- makeswordswork
Like lip sores tarmac blisters in the rain

Like lip sores tarmac blisters in the rain
and the bus stop roof sags with kindness.
Oil-dregs draw kaleidoscopes by the drain
while the high street creaks sluggish and mindless.
Bad dreams come to Chatham. A peat-soaked phantom
works its way from the fetid river banks
howling its low and loathsome anthem
that grabs the chest and muddies the blood.
Half-cracked walls are breached; in the fireflies
of a hundred dotted evening kitchens
burnt breath strikes the back of bared necks.
Our souls areprone to occult incisions
that flank us open like dried butterflies
and hollow the hopes that we patronise.
We have so much.
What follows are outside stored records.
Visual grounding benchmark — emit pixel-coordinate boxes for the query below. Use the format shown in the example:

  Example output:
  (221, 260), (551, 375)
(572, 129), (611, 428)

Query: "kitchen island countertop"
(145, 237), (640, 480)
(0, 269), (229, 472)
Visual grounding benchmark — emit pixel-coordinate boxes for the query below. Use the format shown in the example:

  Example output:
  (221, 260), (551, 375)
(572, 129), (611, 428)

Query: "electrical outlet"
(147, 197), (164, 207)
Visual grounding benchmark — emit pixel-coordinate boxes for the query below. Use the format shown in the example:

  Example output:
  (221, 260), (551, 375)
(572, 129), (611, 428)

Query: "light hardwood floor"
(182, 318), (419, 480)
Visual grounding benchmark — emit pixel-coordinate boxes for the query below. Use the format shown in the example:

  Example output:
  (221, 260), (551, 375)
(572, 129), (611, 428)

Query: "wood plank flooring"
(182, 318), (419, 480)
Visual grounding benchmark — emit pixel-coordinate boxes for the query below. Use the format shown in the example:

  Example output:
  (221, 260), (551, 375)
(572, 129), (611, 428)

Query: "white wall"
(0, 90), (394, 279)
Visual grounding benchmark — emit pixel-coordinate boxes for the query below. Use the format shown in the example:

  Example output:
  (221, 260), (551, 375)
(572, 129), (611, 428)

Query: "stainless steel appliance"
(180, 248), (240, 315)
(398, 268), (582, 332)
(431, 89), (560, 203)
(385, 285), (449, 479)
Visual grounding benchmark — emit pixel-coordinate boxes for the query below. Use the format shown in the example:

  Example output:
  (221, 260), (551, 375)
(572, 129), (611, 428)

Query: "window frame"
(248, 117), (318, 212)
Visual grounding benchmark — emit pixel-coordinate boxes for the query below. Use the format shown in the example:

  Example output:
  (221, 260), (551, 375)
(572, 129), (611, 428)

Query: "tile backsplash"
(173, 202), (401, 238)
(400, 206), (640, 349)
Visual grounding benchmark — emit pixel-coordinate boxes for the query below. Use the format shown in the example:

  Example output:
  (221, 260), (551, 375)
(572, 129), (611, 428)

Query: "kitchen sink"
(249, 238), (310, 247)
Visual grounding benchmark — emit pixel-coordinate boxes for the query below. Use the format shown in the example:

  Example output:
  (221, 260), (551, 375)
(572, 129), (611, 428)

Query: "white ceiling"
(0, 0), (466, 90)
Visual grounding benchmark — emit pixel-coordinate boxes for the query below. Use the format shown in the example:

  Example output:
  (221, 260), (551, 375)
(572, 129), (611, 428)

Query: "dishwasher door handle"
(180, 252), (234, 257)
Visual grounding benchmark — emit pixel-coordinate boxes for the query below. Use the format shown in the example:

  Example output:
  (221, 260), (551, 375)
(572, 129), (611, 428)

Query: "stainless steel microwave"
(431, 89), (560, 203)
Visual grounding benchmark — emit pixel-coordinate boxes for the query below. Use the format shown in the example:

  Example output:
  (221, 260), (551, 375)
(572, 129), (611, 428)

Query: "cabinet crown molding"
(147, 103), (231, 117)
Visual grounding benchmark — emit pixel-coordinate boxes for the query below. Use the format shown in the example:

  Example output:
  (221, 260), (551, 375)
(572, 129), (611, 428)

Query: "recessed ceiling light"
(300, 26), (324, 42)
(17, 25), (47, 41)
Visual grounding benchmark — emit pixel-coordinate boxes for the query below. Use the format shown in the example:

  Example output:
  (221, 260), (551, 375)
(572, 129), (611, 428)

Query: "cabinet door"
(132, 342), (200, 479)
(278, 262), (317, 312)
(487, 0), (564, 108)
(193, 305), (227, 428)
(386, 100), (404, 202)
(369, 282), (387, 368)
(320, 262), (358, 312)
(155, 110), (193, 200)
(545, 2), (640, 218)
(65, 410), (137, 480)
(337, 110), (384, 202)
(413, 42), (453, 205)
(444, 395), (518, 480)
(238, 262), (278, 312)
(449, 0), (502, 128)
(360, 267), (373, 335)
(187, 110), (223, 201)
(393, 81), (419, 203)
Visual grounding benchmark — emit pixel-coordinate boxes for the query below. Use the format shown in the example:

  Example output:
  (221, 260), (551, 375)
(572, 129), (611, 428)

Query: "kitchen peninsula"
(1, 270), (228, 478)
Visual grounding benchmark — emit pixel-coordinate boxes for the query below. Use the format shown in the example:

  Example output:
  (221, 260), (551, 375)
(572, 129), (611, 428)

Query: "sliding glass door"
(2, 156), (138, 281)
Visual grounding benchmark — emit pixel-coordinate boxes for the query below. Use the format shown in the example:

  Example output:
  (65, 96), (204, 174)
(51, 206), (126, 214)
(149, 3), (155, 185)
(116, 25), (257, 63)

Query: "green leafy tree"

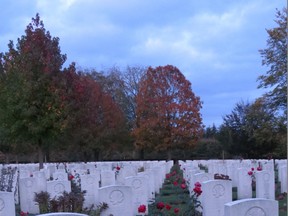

This is it.
This is it:
and gratitude begins to paralyze
the tendons of our languid tongues.
Something is heavy on the arms, tight
around the neck, and the claret roses
bleach-stung by sharp daylight
fall without hope by the barrack walls.
Specks of rain hit our calves; kiss them.
The dark belly of the clouds holds
a song of an oboe;
charm of a wolf.
It never leaves, like a back-alley puddle
and centuries are hauled on pinched shoulders,
purples eyes, yellow nails, greying stubble.
Streets are smothered in plum-sour smoke
that stain the edges of the clover;
when the clouds part the fire still smoulders.